There are some interesting old mansions within a few miles of Dorchester. Wolverton or Wolfeton manor-house, for example, and Waterstone and Athelhampton, the last two of which appear in Nash's Mansions. Each one is entirely different from the other. Waterstone is a small late-Elizabethan or early-Jacobean house, with a quaint balustraded bay over the entrance porch, and some elaborate and graceful stonework upon a projecting gable that stands at right angles to it. This presumably was once the principal entrance. It is certainly quite unique and somewhat perplexing. At Wiston House in Sussex we remember having seen some very elaborate Elizabethan ornamentation upon a gable which really had no business there, although the effect was very pleasing: and here, perhaps, we have the same sort of thing.
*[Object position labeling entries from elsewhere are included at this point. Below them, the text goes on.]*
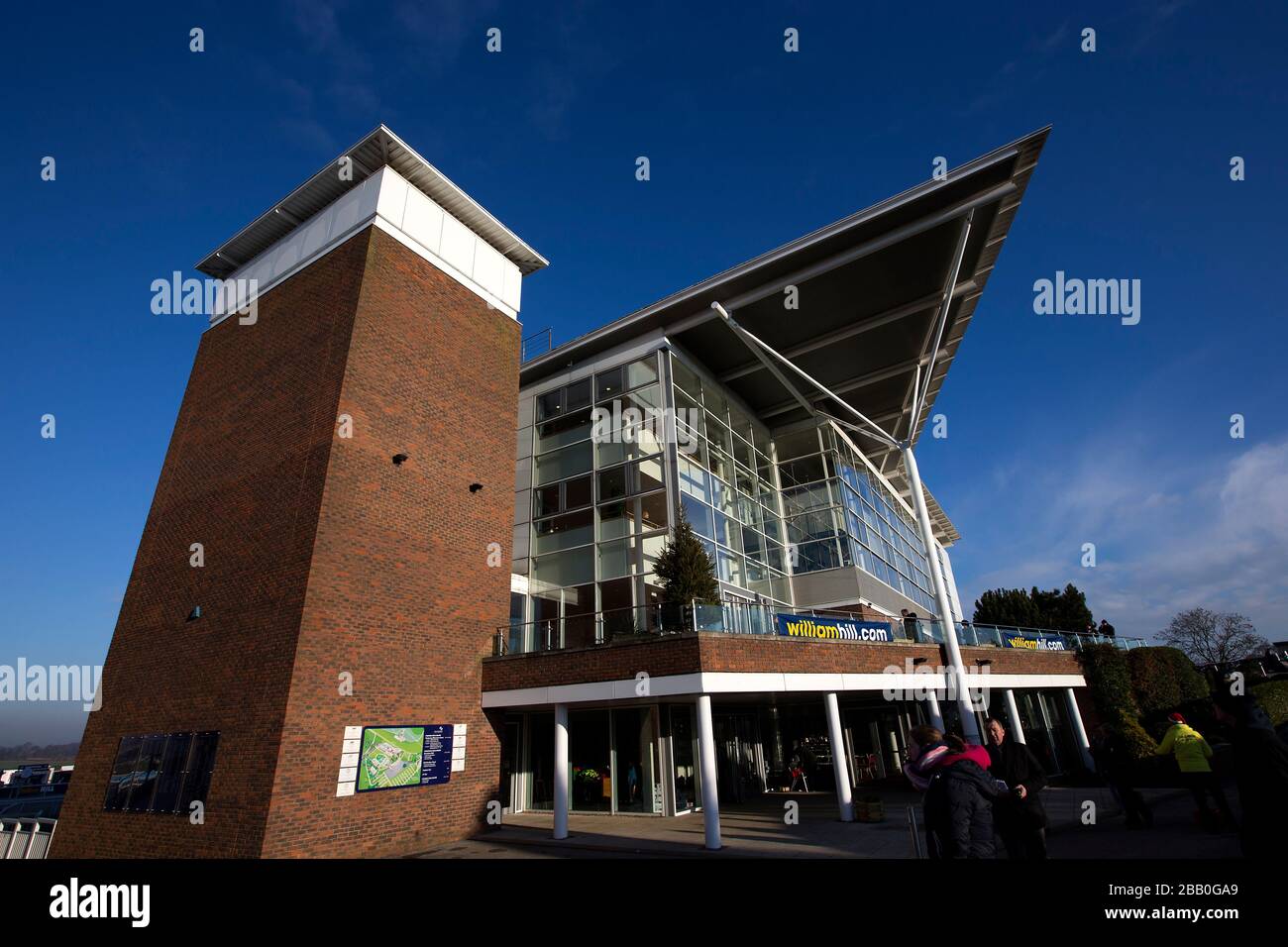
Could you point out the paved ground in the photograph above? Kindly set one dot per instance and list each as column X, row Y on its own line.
column 758, row 830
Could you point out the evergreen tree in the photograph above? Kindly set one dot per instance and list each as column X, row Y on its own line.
column 1056, row 609
column 684, row 570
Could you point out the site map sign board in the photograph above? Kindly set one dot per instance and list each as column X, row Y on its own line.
column 838, row 629
column 1033, row 642
column 402, row 757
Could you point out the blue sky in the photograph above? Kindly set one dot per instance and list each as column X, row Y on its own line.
column 1063, row 429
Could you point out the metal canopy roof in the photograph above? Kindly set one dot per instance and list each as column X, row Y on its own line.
column 870, row 287
column 375, row 150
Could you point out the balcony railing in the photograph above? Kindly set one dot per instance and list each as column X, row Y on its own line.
column 645, row 622
column 536, row 344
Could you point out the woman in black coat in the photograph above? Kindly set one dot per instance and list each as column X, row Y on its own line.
column 1019, row 814
column 958, row 801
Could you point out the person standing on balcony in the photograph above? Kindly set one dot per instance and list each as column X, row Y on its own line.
column 1019, row 814
column 960, row 795
column 910, row 624
column 1192, row 753
column 1261, row 772
column 1115, row 766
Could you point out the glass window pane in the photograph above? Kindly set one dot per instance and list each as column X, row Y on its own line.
column 687, row 379
column 174, row 762
column 608, row 384
column 146, row 771
column 563, row 532
column 648, row 475
column 730, row 569
column 728, row 532
column 562, row 431
column 201, row 766
column 694, row 479
column 614, row 558
column 578, row 492
column 590, row 758
column 612, row 483
column 722, row 497
column 578, row 394
column 571, row 567
column 638, row 514
column 642, row 372
column 698, row 514
column 549, row 405
column 655, row 513
column 123, row 774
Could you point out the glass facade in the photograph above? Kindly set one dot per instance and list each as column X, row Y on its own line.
column 609, row 474
column 599, row 510
column 728, row 487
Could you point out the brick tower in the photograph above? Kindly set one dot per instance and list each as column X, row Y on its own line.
column 316, row 562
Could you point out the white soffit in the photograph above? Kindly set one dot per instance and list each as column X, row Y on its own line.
column 385, row 200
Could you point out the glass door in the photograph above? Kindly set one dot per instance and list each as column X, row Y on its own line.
column 511, row 768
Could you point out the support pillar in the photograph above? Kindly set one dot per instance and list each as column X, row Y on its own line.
column 777, row 758
column 840, row 762
column 561, row 771
column 1080, row 732
column 956, row 671
column 936, row 718
column 1013, row 714
column 707, row 774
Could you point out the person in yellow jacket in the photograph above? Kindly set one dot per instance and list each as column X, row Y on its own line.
column 1192, row 753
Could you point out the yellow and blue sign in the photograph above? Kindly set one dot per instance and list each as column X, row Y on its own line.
column 835, row 629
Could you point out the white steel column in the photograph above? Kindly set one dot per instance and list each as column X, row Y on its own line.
column 707, row 774
column 1013, row 714
column 840, row 764
column 936, row 718
column 945, row 611
column 1080, row 732
column 561, row 771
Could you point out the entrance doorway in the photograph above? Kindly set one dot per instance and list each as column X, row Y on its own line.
column 739, row 762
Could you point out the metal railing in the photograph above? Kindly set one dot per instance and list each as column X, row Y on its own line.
column 640, row 622
column 26, row 838
column 536, row 344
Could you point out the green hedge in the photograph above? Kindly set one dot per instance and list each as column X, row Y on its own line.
column 1273, row 697
column 1164, row 681
column 1133, row 692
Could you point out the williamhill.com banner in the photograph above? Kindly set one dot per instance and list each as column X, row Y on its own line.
column 842, row 629
column 1031, row 642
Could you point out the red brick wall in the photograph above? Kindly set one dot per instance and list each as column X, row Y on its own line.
column 618, row 661
column 244, row 476
column 400, row 592
column 746, row 655
column 321, row 557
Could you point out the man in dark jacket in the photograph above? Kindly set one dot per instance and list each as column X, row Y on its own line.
column 1261, row 772
column 958, row 802
column 1018, row 814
Wolverton is a fine early-Tudor building with battlemented tower and a stately array of lofty mullioned windows, and careful restoration has added to its picturesque appearance.
ATHELHAMPTON.
But sympathetic restoration may be seen at its best at Athelhampton. We took some photographs many years ago, when it was occupied as a farmhouse, and upon a recent visit could scarcely recognise it as the same. Not that the house has been much altered exteriorly, but the quaint old-fashioned gardens, with pinnacled Elizabethan walls, ancient fish-ponds and fountains, have sprung up and matured in a manner that had one not seen the gardens as they were, one would scarcely credit it. Wonders have been done within as well, and the great hall is very different from what it was before the present owner came into possession. There are suits of armour and Gothic cabinets to carry us back to the days of doublet and trunk-hose and square-toed shoes. Where formerly were pigsties is now a terrace walk, and the quaint old circular dovecot has been carried off bodily and planted where it balances to best advantage. But one thing we should like to see, and that is the ancient gatehouse that was standing in Nash's time. There is his drawing to go by, and where everything has been done in such excellent taste one need have little fear that in a few years a new building would settle down harmoniously with the rest.